Jemez Land Co. largely disposes of the argument that venue in the present case is limited to Lea County. Although the 1876 Act has been amended in the intervening decades, the basic structure of the 1876 Act has not been altered. Jemez Land Co.'s observation that a trespass action is not confined to the county where the property is located "if the claim for damages was the sole object of the suit" marks a clear departure from the common-law rule that actions seeking damages for injury to real property are local actions. Jemez Land Co. remains good law and is fully applicable to Section 38-3-1. See Team Bank v. Meridian Oil Inc, 118 N.M. 147, 149, 879 P.2d 779, 781 (1994) (citing Jemez Land Co. for proposition that venue outside county where land located may be proper if claim for damages is sole object of suit).
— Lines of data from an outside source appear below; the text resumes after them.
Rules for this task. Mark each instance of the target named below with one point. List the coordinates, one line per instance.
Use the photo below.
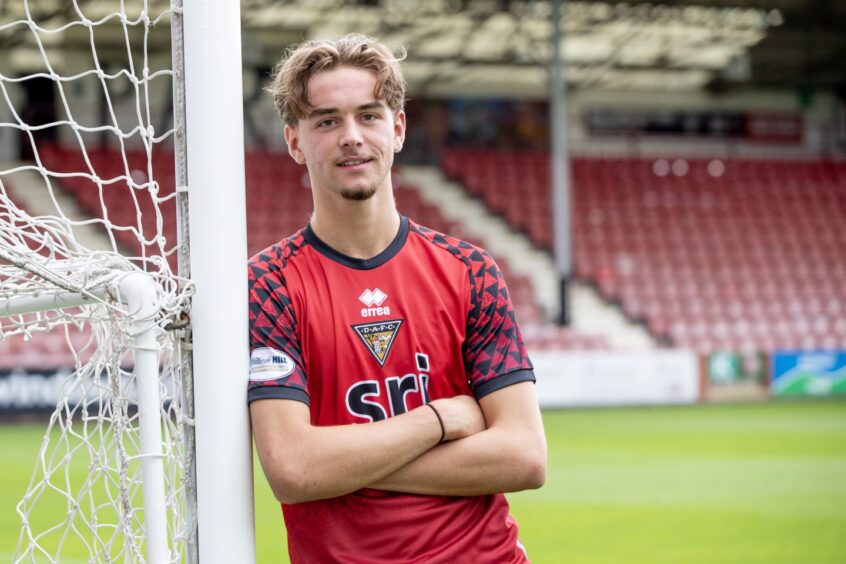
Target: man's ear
(399, 130)
(292, 139)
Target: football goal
(122, 259)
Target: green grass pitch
(702, 484)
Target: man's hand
(509, 454)
(461, 416)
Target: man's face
(349, 139)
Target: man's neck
(358, 229)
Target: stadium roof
(503, 47)
(500, 46)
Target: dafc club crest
(378, 337)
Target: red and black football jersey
(363, 340)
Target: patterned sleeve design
(494, 353)
(276, 363)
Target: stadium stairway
(590, 313)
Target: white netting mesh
(84, 86)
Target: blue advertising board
(814, 373)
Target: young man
(391, 397)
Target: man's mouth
(347, 163)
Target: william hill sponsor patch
(269, 364)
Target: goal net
(93, 275)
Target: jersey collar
(357, 263)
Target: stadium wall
(613, 378)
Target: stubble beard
(359, 194)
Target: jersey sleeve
(494, 353)
(276, 362)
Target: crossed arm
(496, 445)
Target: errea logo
(373, 299)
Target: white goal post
(148, 451)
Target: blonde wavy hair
(289, 82)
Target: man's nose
(350, 134)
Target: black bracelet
(441, 421)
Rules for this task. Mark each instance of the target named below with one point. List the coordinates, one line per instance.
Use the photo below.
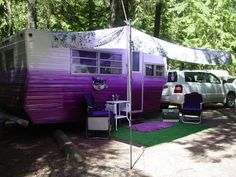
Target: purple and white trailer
(45, 74)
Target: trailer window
(154, 70)
(9, 58)
(110, 63)
(96, 62)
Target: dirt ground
(33, 152)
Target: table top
(117, 101)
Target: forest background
(207, 24)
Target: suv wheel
(230, 100)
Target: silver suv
(213, 90)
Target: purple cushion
(99, 114)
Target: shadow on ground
(216, 143)
(33, 152)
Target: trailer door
(137, 83)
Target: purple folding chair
(98, 120)
(192, 108)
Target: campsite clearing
(207, 153)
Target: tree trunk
(9, 18)
(157, 26)
(32, 22)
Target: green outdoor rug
(157, 137)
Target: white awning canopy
(116, 38)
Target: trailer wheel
(230, 100)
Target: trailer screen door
(137, 83)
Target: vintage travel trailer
(45, 74)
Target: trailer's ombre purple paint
(58, 97)
(42, 89)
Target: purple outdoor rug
(151, 126)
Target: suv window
(212, 79)
(172, 77)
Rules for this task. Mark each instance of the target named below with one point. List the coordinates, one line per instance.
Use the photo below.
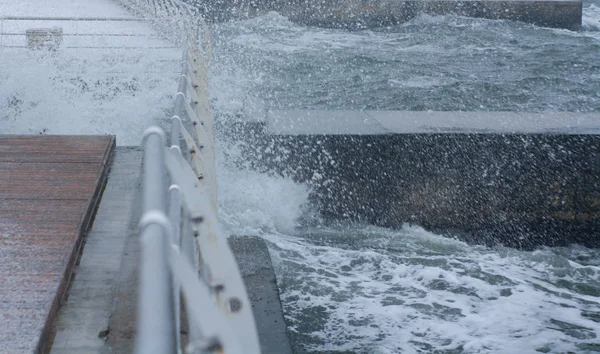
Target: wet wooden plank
(49, 186)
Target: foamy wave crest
(251, 203)
(83, 92)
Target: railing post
(156, 317)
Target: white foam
(84, 92)
(480, 300)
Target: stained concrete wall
(519, 189)
(358, 14)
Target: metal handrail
(76, 20)
(195, 260)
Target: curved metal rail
(183, 251)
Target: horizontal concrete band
(360, 14)
(316, 122)
(529, 181)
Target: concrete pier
(521, 179)
(360, 14)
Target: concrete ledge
(255, 265)
(359, 14)
(518, 184)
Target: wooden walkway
(49, 188)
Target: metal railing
(13, 35)
(183, 251)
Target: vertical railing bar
(175, 219)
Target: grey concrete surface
(360, 14)
(83, 321)
(321, 122)
(255, 265)
(518, 179)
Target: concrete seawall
(515, 178)
(360, 14)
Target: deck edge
(84, 225)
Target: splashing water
(361, 289)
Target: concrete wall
(357, 14)
(518, 189)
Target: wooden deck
(49, 188)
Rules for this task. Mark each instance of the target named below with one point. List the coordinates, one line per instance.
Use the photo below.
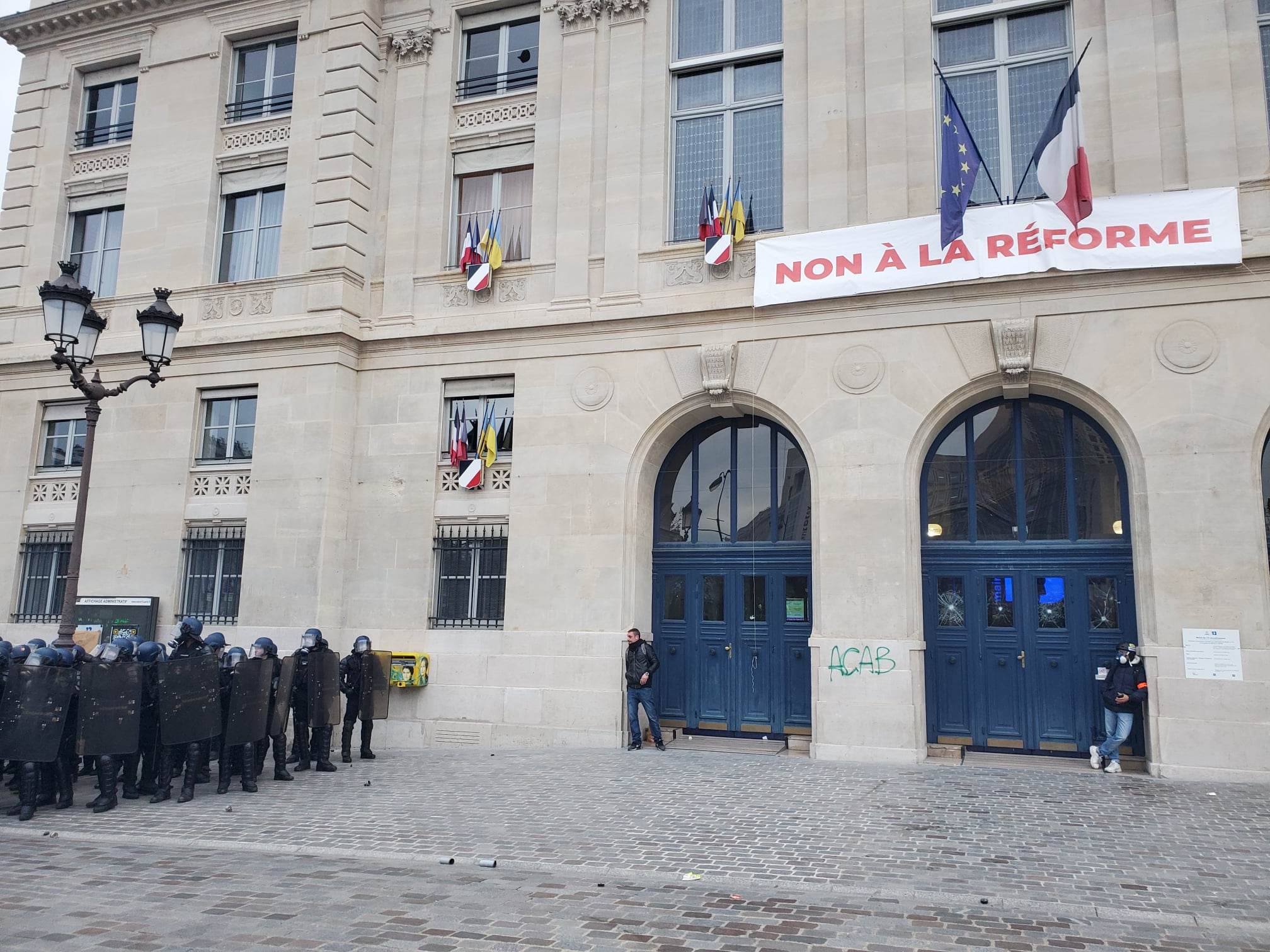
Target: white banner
(1167, 230)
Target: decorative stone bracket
(1014, 342)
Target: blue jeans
(1117, 727)
(634, 698)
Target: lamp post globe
(81, 353)
(159, 327)
(65, 302)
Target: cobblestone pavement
(841, 856)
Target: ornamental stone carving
(412, 46)
(859, 370)
(592, 388)
(1186, 347)
(690, 271)
(1014, 342)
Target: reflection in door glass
(1000, 601)
(1051, 602)
(756, 598)
(796, 598)
(950, 601)
(711, 598)
(1104, 603)
(673, 598)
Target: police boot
(280, 759)
(322, 751)
(203, 774)
(28, 791)
(346, 743)
(108, 778)
(129, 777)
(193, 766)
(249, 768)
(163, 779)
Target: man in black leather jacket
(642, 664)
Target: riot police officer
(351, 686)
(188, 644)
(266, 649)
(118, 652)
(312, 645)
(242, 758)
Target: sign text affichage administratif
(1167, 230)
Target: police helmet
(192, 628)
(150, 652)
(311, 639)
(43, 657)
(118, 650)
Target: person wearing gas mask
(351, 687)
(266, 649)
(318, 745)
(1123, 694)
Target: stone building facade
(301, 173)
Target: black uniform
(351, 686)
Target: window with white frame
(471, 575)
(472, 404)
(43, 558)
(227, 423)
(265, 76)
(62, 434)
(500, 59)
(727, 108)
(214, 573)
(251, 232)
(1264, 26)
(96, 239)
(107, 113)
(503, 197)
(1006, 71)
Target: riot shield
(190, 700)
(282, 697)
(33, 712)
(376, 668)
(323, 689)
(249, 702)
(110, 712)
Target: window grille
(214, 573)
(471, 575)
(43, 575)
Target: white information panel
(1212, 653)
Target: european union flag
(959, 167)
We note and reject Defendants' argument that Plaintiffs' request for injunctive relief converts this case into an action involving an interest in land. It was well-settled at the time of Jemez Land Co. that in appropriate cases an injunction might issue to restrain continuing trespasses and prevent irreparable harm to the plaintiff. See, e.g., Kerlin v. West, 4 N.J. Eq. 449 (N.J. Ch. 1844); see generally, 75 Am. Jur. 2d, Trespass § 113 (1991). The Supreme Court's observation in Jemez Land Co. that the plaintiff's trespass action would not have been confined to the county where the property is located "if the claim for damages was the sole object of the suit" was not intended to establish a damages-injunction dichotomy for venue purposes. Rather, the distinction the Supreme Court was making was between actions the object of which is to redress tortious injury to real property (whether through damages or injunctive relief) versus actions that adjudicate title to real property as between the parties. In this regard, we note that subsequent to Jemez Land Co., the Supreme Court has stated that to come within Section 38-3-1(D), the suit must implicate title. Team Bank , 118 N.M. at 149, 879 P.2d at 781. In contrast to Jemez Land Co., the pleadings in the present case do not put in issue title to the property on which the pollution allegedly has occurred.


Defendants argue that an interest in lands is involved in the present case because judgment in Plaintiffs' favor will have the practical effect of limiting Defendants' use and enjoyment of their oil and gas rights inasmuch as Defendants must modify their prior manner of conducting oil and gas operations on Plaintiffs' land to avoid further liability. See 75 Am. Jur. 2d, Trespass § 114 (1991) (discussing remedies for continuing trespass). We have no doubt that the Legislature had the power to enact a venue statute under which the indirect effects a successful trespass or nuisance action has on a defendant-landowner's use and enjoyment of its property constitutes a suit affecting an interest in lands. Jemez Land Co. and Team Bank lead us to the conclusion that the Legislature rejected such an approach in enacting Section 38-3-1(D)(1).


To summarize, the 1876 Act manifests a substantial departure from common-law rules of venue. Under the 1876 Act, as carried forward in Section 38-3-1, actions seeking damages or injunctive relief for tortious injury to land are transitory actions subject to the venue rules of Section 38-3-1(A). In the case of trespass, the Legislature has included the county in which the land is located as an additional alternative venue.